Als sein Auftrag erledigt war, ging der Sekretär jedoch nicht auf direktem Wege zur Paramata Street zurück. Er begab sich zum Hafen und ging dort spazieren, wobei er nach irgendwem Ausschau zu halten schien. Das allerdings wäre nur einem aufmerksamen Beobachter aufgefallen. Plötzlich faßte er eine Gruppe von drei Seeleuten ins Auge, die an einer weniger belebten Ecke des Kais standen und die kleinen silbergrauen Fische angelten, die im trüben Wasser des Hafens herumwimmelten. Offenbar wollten sie sie als Köderfische für größere Fänge benutzen. James schlenderte auf sie zu.

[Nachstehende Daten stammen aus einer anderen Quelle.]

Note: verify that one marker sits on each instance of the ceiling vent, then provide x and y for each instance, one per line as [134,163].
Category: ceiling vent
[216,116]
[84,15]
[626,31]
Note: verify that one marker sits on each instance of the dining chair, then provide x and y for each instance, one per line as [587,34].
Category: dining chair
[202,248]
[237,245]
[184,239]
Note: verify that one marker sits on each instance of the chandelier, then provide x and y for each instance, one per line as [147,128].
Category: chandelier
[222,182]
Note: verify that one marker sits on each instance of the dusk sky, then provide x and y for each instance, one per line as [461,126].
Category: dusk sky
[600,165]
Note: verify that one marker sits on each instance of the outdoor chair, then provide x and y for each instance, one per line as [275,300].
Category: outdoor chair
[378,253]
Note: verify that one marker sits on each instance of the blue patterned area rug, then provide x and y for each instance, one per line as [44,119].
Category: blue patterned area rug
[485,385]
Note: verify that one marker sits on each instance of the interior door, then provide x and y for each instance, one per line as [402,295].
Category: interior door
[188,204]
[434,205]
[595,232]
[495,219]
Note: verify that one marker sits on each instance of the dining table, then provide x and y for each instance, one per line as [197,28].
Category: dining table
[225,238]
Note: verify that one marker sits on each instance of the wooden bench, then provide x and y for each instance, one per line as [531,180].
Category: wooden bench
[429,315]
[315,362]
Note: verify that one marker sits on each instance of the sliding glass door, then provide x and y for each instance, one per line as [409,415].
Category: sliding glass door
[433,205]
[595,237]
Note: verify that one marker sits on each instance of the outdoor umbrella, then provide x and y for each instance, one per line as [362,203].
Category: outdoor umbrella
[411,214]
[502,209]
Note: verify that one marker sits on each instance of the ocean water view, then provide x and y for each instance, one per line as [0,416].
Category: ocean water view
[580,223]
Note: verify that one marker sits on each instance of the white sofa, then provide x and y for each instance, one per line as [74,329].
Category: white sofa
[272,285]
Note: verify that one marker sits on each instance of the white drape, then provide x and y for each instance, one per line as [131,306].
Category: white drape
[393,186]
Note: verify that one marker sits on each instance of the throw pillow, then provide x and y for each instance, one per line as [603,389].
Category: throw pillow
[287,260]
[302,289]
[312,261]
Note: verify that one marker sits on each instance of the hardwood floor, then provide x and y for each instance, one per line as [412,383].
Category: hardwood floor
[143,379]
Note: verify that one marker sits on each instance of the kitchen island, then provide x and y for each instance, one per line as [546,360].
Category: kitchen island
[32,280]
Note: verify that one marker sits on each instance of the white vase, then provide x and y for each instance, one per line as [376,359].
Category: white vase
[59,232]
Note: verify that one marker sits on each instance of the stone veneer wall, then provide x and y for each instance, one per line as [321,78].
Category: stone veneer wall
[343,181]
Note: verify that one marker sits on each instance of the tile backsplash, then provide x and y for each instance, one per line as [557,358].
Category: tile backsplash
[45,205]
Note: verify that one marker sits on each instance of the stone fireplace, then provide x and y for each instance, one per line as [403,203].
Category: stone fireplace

Die Männer schienen ihn nicht zu beachten. Sie schienen ihn auch nicht wahrzunehmen, als er nur zwei Schritt neben ihnen stehenblieb. Vorsichtig schaute James nach rechts und nach links. Niemand beobachtete die Gruppe.
»Morgen abend«, flüsterte er. »Zehn Männer. Das Kind ins Centennial. Treffpunkt dort unten.«
»Well«, murmelten die Männer zwischen zusammengepreßten Lippen und wandten keinen Blick von ihrer Angel.
Wie ein müßiger Spaziergänger schlenderte James weiter.
Die Auflage der Abendzeitung war größer als sonst. Auf der Titelseite prangte in großen Lettern, was die Verkäufer aus vollem Halse schrien: SENSATIONELLER SELBSTMORD – KORSAR TRIPLEX VERGIFTET!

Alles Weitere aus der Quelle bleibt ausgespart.